Да, я знала Моцарта — и как знала! Сначала он не произвел на меня особого впечатления. Человек с большой головой, крупным носом (с большими крыльями) и испещренной оспинками кожей лица внешне, конечно, был мало привлекателен. Маленький, суетливый, с туповатым выражением. Ростом чуть более 150-ти сантиметров, он был в вечном движении. Все это могло показаться чрезмерным, но позже я поняла, в чем дело. Мне кажется, что это шло от одного и главного: у Вольфганга не было настоящего детства, поскольку его отец Леопольд Моцарт с младых ногтей ввел его в музыкальные сферы Европейских государств.

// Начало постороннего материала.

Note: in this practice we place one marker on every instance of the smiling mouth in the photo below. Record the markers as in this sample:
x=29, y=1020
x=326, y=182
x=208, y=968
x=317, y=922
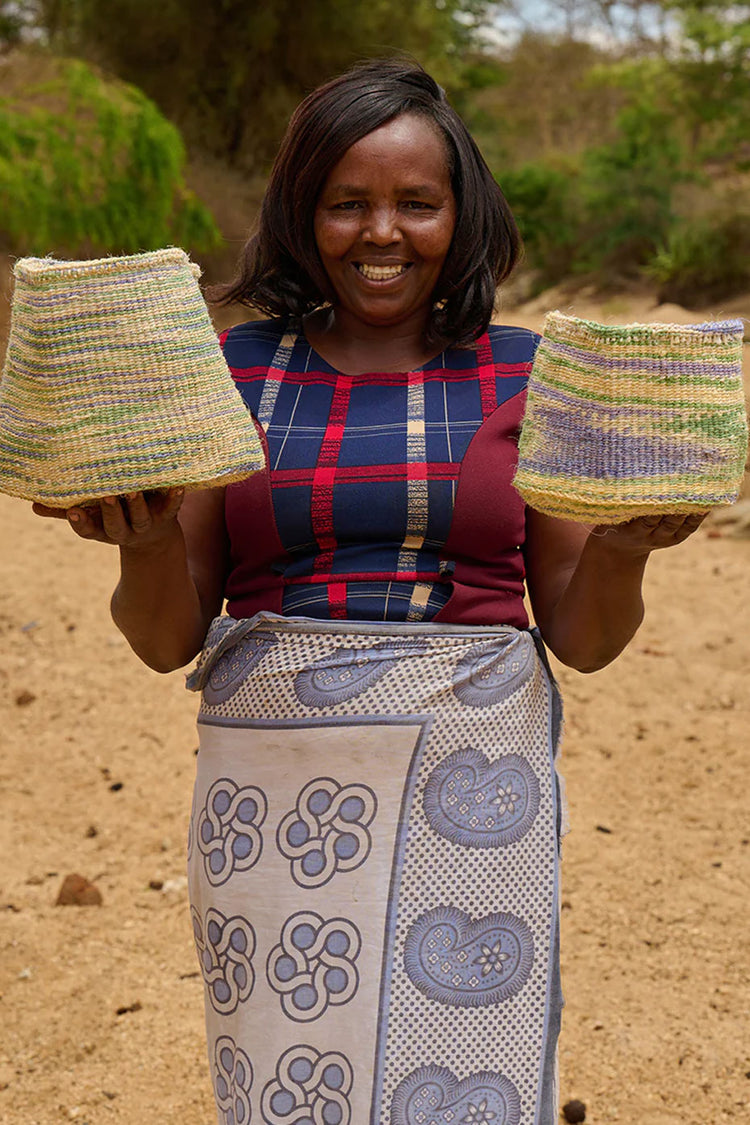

В первые годы своего брака я видела Вольфганга не больше дюжины раз. Наша встреча и знакомство произошло у нас дома.
Однажды утром маэстро явился, запыхавшись, в наш дом без предупреждения, взволнованный и озабоченный. Как я поняла из разговоров, Вольфганг Амадей помогал моему мужу стать членом какого-то тайного союза или масонской ложи, о чем говорить строжайше запрещалось. А это в свою очередь должно было принести свою пользу, поскольку в масонских ложах собирались очень влиятельные и нужные для моего мужа лица столицы.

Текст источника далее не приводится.